Depois de seguirem algumas instruções do mapa e acharem uma caixa com uma estranha placa sem peso, mas supostamente feita de metal, o grupo de pesquisadores é perseguido: tanto pelos ladrões quanto por ninjas. Anham, ninjas.

Mais do que uma história estilo “Dan Brown”, Hathor tem uma grande carga de ficção científica – colocando teorias de física quântica e grandes explicações de sobre como coisas que não deveriam existir à época deles são possíveis – suspense, romance (quase uma novela mexicana o final do livro, sinceramente, foi uma das partes que não gostei), fantasia, aventura, enfim... Vários gêneros em um só que, em minha opinião, não influenciou na qualidade do livro. Algumas das explicações sobre as teorias físicas, por exemplo, acabaram por parecer técnicas demais; logo depois tem uma cena romântica que nem parece ser do mesmo livro e às vezes essa maneira multi generalista de escrever me deixava zonza.

A narrativa em terceira pessoa deixou que fosse construído um quebra-cabeças ao longo da história; peças que iam se encaixando até chegar o entendimento ao final. Markus escreve muito bem, praticamente não tem erro de revisão ao longo do livro, e fiquei bastante impressionada pela criatividade da história.
Apesar de eu achar que os personagens receberam muito facilmente as novidades de um outro mundo, e que os outrora ladrões mudaram tão rápido seu estilo de vida, passando a qualidade de amigos do grupo de pesquisadores, acredito que as circunstâncias criadas pelo autor foram propícias a esses acontecimentos (como o grupo de ninjas atacando-os o tempo inteiro e a jornada desconhecida através de um continente, isso com certeza aproxima as pessoas).

Depois que li o livro entendi a dedicatória de Markus “O segredo de Hathor está em suas mãos”, e a capa reveladora é simplesmente linda.
Gostaria de agradecer a oportunidade de ler uma obra tão inovadora e dizer que tenho orgulho pelo autor ser brasileiro.

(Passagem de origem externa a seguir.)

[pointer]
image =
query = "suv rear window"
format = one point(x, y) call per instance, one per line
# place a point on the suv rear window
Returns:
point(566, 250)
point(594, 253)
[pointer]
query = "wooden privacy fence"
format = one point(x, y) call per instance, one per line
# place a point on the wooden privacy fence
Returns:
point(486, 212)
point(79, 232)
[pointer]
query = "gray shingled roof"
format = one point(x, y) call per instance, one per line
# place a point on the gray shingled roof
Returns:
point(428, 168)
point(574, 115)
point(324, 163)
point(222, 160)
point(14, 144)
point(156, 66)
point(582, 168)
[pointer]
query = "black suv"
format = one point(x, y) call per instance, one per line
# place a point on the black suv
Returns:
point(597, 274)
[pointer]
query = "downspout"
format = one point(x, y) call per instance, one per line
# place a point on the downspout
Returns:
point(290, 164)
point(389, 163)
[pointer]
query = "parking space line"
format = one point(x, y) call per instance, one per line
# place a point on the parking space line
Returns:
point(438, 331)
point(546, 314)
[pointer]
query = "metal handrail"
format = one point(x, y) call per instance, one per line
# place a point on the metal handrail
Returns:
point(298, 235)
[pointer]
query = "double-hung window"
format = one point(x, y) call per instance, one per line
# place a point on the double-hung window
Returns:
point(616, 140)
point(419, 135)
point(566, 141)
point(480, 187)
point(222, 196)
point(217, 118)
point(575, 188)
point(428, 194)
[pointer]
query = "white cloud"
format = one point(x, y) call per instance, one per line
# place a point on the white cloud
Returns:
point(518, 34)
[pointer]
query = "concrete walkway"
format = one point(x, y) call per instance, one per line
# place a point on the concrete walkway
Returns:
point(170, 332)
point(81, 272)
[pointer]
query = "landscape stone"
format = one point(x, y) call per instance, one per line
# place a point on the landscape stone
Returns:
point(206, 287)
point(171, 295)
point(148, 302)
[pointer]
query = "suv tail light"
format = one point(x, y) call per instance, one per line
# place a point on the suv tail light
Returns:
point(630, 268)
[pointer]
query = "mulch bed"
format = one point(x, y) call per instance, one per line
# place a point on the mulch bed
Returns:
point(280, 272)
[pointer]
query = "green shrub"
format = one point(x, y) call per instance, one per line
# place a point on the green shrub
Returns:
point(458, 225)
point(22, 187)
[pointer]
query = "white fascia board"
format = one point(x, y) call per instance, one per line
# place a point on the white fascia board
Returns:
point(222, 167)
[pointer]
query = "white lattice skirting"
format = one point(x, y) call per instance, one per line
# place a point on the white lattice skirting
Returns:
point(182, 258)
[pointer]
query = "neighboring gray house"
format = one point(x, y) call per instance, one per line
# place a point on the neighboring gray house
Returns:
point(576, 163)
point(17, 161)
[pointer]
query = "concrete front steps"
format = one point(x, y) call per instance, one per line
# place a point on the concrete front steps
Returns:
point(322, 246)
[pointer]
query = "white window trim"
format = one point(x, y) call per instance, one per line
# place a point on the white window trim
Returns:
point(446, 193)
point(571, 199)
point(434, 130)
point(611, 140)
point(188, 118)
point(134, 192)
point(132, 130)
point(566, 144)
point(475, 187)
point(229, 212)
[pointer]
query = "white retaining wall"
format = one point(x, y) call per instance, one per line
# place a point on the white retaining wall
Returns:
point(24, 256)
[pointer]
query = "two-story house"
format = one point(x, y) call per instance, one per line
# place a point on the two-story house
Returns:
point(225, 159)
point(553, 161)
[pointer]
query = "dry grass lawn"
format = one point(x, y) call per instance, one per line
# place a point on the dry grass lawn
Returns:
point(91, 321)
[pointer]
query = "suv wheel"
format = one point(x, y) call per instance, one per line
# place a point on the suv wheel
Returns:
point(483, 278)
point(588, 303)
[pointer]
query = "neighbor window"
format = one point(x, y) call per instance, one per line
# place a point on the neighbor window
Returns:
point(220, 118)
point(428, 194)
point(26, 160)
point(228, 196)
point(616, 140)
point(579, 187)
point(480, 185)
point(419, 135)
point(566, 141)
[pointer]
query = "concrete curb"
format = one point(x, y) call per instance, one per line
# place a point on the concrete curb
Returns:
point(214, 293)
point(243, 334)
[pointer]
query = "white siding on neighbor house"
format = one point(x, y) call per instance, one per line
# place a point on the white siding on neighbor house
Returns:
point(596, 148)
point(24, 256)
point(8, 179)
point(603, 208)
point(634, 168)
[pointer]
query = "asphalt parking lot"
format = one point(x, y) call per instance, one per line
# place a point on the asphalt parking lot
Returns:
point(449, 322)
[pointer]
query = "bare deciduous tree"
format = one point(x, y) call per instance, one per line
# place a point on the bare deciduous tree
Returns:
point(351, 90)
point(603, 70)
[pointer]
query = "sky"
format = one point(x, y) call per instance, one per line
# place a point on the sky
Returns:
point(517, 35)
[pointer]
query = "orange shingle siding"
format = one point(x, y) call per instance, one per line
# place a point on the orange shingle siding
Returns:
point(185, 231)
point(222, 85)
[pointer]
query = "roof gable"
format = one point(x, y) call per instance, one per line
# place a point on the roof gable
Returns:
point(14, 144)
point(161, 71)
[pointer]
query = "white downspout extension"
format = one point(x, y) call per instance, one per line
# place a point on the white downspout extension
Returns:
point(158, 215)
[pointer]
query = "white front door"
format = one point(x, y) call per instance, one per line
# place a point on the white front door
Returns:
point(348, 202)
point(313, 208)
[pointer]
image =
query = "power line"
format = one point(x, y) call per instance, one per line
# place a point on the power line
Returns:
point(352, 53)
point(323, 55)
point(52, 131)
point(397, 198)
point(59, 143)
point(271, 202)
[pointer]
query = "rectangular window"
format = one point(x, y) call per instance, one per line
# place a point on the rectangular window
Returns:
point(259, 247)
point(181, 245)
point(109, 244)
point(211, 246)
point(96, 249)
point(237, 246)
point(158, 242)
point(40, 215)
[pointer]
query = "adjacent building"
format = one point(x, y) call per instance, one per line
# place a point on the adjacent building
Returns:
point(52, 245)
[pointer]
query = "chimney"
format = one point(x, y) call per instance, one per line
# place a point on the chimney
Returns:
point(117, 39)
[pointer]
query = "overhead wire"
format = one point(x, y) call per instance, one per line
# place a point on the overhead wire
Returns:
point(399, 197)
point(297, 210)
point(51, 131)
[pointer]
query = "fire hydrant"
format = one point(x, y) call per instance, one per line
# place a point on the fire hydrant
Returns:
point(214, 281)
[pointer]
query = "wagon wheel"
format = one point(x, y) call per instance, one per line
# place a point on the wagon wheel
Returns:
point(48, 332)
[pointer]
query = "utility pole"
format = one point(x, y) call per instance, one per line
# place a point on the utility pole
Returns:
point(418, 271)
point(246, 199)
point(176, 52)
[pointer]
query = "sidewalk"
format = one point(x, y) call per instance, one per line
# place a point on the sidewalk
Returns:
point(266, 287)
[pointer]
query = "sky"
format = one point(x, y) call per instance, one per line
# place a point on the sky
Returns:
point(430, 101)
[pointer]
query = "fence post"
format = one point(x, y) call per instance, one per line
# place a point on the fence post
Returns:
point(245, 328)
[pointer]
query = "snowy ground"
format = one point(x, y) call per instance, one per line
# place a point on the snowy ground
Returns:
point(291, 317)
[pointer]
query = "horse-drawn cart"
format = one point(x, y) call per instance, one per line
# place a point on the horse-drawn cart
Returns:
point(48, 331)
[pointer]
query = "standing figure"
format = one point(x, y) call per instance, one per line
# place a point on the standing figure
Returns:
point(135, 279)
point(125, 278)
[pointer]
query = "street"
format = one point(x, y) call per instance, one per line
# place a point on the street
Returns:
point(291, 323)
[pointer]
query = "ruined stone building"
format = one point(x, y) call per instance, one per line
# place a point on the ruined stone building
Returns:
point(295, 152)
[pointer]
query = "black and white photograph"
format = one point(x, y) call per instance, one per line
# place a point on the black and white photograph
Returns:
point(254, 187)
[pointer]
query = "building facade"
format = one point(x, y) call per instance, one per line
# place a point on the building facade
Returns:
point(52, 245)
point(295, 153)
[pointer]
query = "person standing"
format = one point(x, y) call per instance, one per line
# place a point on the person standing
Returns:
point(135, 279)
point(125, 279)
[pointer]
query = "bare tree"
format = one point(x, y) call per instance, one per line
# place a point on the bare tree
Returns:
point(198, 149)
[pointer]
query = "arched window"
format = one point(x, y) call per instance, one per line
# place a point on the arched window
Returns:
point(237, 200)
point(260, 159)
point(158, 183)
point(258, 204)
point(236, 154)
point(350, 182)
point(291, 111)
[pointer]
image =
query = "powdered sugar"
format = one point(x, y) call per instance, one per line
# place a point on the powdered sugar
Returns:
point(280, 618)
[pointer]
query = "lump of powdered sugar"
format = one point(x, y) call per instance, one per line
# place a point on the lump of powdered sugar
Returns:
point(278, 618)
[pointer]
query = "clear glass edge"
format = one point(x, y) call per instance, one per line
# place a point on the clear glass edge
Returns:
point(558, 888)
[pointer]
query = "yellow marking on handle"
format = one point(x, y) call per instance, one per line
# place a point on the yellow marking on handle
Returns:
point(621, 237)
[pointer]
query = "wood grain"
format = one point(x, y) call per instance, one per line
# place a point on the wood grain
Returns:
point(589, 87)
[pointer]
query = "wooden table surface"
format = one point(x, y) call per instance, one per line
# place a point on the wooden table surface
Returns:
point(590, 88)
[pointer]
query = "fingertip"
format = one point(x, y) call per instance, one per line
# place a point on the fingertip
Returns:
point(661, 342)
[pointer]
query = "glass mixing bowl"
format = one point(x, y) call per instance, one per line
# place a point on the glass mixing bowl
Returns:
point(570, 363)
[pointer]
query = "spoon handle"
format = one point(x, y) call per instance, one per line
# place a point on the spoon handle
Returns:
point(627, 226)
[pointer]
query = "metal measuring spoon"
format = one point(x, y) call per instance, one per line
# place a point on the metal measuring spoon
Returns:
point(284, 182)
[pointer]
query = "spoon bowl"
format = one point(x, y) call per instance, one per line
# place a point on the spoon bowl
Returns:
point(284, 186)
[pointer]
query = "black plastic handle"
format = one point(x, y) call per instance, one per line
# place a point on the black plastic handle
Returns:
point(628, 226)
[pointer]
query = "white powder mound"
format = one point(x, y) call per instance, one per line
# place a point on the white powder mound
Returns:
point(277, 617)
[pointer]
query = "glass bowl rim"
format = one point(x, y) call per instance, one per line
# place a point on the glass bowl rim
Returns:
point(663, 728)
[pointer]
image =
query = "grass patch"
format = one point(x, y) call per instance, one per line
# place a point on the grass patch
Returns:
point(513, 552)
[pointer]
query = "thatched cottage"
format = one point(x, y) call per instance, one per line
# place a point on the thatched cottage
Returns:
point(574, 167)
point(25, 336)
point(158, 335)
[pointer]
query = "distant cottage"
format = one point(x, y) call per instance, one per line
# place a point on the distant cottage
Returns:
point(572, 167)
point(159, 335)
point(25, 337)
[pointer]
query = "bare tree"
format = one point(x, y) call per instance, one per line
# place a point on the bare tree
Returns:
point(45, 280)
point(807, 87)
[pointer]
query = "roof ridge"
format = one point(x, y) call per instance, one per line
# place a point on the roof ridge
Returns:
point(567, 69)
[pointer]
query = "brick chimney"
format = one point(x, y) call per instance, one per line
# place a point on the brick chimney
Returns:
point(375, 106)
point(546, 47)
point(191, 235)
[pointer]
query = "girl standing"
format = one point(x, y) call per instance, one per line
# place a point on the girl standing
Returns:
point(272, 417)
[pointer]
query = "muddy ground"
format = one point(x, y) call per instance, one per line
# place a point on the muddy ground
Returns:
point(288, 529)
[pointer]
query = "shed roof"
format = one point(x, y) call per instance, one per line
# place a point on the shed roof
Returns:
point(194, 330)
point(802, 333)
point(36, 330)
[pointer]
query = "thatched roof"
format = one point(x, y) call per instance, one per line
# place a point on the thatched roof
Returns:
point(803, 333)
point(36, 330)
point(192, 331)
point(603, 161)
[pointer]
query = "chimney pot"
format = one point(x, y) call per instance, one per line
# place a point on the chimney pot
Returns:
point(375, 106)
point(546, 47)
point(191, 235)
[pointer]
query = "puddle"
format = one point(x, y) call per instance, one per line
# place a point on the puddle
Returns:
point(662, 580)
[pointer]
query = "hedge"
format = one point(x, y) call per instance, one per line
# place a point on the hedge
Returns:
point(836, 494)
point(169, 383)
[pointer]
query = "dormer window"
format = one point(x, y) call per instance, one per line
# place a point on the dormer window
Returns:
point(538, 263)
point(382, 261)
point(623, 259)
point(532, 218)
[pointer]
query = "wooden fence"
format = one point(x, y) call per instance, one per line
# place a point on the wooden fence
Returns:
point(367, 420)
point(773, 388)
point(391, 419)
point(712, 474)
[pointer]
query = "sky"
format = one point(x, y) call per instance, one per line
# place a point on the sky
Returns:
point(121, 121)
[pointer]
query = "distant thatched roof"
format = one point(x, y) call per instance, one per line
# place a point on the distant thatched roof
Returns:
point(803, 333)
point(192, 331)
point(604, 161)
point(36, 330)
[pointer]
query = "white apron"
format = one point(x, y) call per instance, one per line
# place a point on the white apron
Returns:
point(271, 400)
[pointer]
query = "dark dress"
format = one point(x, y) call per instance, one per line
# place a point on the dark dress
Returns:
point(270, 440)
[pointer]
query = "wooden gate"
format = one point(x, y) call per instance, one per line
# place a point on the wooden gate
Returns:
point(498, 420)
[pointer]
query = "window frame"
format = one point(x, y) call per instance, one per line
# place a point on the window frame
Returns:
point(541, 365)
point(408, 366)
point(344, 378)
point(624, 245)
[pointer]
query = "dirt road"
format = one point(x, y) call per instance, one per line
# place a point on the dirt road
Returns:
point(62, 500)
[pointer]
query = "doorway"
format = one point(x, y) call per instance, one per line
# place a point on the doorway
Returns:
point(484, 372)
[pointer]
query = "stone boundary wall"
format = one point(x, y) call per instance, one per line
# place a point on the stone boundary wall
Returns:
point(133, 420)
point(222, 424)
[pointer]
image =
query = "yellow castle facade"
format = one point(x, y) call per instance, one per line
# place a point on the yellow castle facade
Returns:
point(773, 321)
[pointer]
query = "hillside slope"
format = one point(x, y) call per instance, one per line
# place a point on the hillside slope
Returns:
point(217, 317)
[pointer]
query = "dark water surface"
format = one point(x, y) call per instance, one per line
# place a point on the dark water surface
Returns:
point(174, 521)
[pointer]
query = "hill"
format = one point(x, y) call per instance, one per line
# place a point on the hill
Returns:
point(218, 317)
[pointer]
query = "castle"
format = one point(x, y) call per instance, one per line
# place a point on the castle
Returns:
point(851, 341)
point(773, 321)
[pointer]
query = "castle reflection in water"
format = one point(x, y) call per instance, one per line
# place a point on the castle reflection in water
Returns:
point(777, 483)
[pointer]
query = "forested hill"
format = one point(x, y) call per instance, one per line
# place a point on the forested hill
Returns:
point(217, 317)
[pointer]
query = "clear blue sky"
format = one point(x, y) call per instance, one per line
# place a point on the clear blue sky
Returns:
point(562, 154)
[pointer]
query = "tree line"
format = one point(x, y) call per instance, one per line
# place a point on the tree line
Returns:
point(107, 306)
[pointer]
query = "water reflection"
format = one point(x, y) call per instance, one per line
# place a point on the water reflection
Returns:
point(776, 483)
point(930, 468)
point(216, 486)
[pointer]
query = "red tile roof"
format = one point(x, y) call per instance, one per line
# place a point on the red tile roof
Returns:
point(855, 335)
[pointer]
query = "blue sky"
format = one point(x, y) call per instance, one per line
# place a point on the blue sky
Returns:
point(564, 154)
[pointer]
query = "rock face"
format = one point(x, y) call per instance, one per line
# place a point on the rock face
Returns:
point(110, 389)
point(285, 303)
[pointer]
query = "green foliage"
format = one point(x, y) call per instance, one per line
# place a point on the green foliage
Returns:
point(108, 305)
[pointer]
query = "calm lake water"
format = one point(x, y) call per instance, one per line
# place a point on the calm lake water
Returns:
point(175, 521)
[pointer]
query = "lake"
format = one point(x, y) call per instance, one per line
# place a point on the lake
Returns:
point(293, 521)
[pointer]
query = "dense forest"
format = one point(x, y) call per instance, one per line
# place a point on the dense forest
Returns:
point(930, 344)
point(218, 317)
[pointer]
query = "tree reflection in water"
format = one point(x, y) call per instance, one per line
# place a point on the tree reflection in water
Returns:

A força da literatura nacional está crescendo cada vez mais e gostaria que mais pessoas percebessem isso.

Hathor terá uma continuação, a que todos, com certeza, esperam ansiosos e cheios de expectativa!
Parabéns, Markus e Novo Século pela obra e pela iniciativa de incentivar os Novos Talentos da Literatura Brasileira.

Markus Thayer é formado em Ciência da Computação e MBA em Controladoria.
Sendo entusiasta por física teórica e mecânica quântica, dedica parte de seu tempo no estudo dessas ciências. E como o tempo é elástico, Markus Thayer separa uma parte dele para cinema, música, leitura e outras grandes paixões, como escrever histórias de ficção e criar programas para computador.